Átta, ottavo album dei Sigur Rós dopo dieci anni, abbraccia un minimalismo estremo rispetto ai lavori precedenti. L'assenza di batteria e suoni evidenti di chitarra crea un'atmosfera delicata e contemplativa. Pur diverso dal loro classico post-rock, l'album conquista con tessiture orchestrali sottili e immersive. Un ritorno coraggioso che mantiene intatto il marchio della band islandese. Ascolta Átta per un viaggio sonoro unico nel minimalismo di Sigur Rós.

 In quei 24 minuti sono stati bravissimi a dire tutto ciò che c’era da dire, è tutto breve ma esauriente.

 Se con un prodotto breve e derivativo si rischia di finire fra i top dell’anno vuol dire che si è fatto un lavoro eccelso!

L'EP 'North Star' dei Pendragon riprende il neo-prog romantico di 'Love Over Fear' proponendo quattro tracce degne di nota in soli 24 minuti. L'opera si caratterizza per un equilibrio fra virtuosismo chitarristico di Nick Barrett e atmosfere luminose guidate da Clive Nolan. Il lavoro espande le concessioni acustiche e folk dell'ultimo album, creando un suono arioso e coinvolgente, nonostante la breve durata. Un risultato che dimostra grande qualità e compattezza senza sacrificare profondità. Ascolta 'North Star' e immergiti nel raffinato mondo neo-prog dei Pendragon!

 Gli Yes continuano a perdere pezzi per strada ma la qualità dei loro lavori stranamente si rialza!

 Ciò che rende grandioso “Mirror to the Sky” è sostanzialmente il fatto che qui si torna a dare grande spazio alle composizioni lunghe ed articolate.

Mirror to the Sky dimostra che Yes mantiene vivo lo spirito del prog nonostante l'assenza dei membri storici. Le composizioni lunghe sono un ritorno di qualità, con Steve Howe protagonista. Alcuni brani brevi risultano meno ispirati, ma nel complesso l'album si posiziona come uno dei migliori degli ultimi decenni della band. Ascolta Mirror to the Sky e riscopri il vero spirito degli Yes!

 I Redemption hanno creato il disco temporalesco per eccellenza.

 Gli assoli sono tante cascatie di note poco fantasiose che allungano inutilmente le tracce.

I Redemption ritornano con il loro ottavo album 'I Am the Storm', un disco prog-metal solido e oscuro che conferma lo stile classico della band. L'atmosfera tempestosa e la potenza sonora sono elementi di spicco, ma l'eccesso di assoli e una produzione poco nitida ne limitano la forza.
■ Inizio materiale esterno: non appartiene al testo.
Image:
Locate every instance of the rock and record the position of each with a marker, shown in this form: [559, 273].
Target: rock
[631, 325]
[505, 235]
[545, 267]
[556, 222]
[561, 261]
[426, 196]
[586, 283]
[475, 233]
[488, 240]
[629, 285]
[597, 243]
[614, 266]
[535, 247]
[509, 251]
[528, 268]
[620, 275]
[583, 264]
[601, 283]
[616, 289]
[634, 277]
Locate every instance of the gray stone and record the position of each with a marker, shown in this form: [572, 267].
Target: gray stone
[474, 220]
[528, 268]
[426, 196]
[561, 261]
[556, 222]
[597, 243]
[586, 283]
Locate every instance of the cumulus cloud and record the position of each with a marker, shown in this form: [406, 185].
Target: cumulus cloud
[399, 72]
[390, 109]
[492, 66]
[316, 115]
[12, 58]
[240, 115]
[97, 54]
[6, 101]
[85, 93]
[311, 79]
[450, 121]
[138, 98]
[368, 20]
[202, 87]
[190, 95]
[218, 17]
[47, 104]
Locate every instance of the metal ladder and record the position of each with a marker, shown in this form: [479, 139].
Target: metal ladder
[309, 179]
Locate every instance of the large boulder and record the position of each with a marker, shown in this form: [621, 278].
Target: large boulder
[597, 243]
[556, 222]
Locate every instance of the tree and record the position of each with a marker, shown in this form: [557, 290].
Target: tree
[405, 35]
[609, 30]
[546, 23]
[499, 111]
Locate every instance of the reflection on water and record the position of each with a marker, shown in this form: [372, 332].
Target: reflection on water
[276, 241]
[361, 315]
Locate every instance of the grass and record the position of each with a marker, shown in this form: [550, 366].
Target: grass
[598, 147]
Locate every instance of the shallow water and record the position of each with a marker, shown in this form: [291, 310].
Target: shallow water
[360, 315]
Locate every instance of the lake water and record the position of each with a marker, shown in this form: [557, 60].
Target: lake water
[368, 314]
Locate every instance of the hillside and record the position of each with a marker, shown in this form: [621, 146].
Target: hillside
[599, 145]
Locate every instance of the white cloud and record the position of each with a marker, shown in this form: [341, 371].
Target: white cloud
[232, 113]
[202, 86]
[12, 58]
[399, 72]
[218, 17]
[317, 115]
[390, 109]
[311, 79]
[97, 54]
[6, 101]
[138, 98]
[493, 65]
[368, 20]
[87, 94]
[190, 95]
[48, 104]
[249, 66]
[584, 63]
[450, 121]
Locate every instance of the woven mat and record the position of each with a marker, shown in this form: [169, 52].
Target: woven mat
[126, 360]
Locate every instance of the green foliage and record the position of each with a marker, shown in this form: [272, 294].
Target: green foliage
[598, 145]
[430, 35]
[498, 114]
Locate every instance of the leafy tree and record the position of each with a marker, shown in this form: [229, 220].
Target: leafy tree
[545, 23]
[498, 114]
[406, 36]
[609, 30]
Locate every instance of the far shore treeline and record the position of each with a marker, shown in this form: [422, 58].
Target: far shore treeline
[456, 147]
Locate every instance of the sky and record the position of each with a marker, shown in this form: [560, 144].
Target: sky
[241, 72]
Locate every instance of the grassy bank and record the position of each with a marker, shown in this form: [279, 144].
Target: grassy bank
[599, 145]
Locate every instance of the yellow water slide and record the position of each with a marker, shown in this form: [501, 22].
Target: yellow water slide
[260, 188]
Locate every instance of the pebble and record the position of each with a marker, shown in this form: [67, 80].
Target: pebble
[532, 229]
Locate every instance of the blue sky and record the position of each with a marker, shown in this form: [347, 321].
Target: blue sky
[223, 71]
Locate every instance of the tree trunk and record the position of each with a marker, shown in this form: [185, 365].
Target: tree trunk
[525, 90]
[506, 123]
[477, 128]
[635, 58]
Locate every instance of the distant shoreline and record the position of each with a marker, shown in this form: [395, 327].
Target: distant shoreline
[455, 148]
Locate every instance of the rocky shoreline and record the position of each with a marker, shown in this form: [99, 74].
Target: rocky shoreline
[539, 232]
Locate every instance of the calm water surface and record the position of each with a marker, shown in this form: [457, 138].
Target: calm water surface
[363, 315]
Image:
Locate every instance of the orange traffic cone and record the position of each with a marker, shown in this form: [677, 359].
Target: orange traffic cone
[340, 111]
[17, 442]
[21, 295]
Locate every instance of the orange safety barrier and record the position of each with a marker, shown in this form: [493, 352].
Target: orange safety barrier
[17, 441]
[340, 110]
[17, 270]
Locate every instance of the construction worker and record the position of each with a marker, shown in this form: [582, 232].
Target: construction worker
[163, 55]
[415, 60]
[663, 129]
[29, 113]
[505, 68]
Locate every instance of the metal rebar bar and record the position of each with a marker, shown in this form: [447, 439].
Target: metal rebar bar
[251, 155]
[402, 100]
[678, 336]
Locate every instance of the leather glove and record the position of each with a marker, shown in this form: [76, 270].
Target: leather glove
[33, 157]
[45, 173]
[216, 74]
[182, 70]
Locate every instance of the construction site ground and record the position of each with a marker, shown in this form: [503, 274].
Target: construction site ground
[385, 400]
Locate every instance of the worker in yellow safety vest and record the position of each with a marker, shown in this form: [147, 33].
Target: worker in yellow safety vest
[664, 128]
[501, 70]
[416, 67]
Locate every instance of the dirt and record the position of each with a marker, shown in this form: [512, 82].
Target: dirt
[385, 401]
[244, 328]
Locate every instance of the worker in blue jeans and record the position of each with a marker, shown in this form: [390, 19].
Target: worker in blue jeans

Le cover di Genesis e Peter Gabriel rappresentano note positive, anche se la varietà ritmica a volte sembra spezzare il fluire dei brani. Un lavoro che piace ai fan, ma non senza difetti evidenti. Scopri il nuovo album dei Redemption e immergiti in una tempesta di prog-metal!

 Il risultato invece è stato piuttosto sbalorditivo, più che mai impensato.

 Hanno voluto correre un rischio e ne è valsa la pena.

La recensione analizza il nuovo album dei Depeche Mode, Memento Mori, che segna un ritorno alle sonorità più pure e ispirate della band, superando le critiche degli ultimi vent’anni. Pur riconoscendo qualche elemento nostalgico, il disco viene considerato un lavoro maturo e fresco, capace di rinvigorire la carriera del duo dopo la scomparsa di Andrew Fletcher. Un ritorno al minimalismo sonoro e all’elettronica distintiva che ha reso celebre il gruppo. Scopri il nuovo suono di Depeche Mode con Memento Mori, un viaggio tra passato e presente!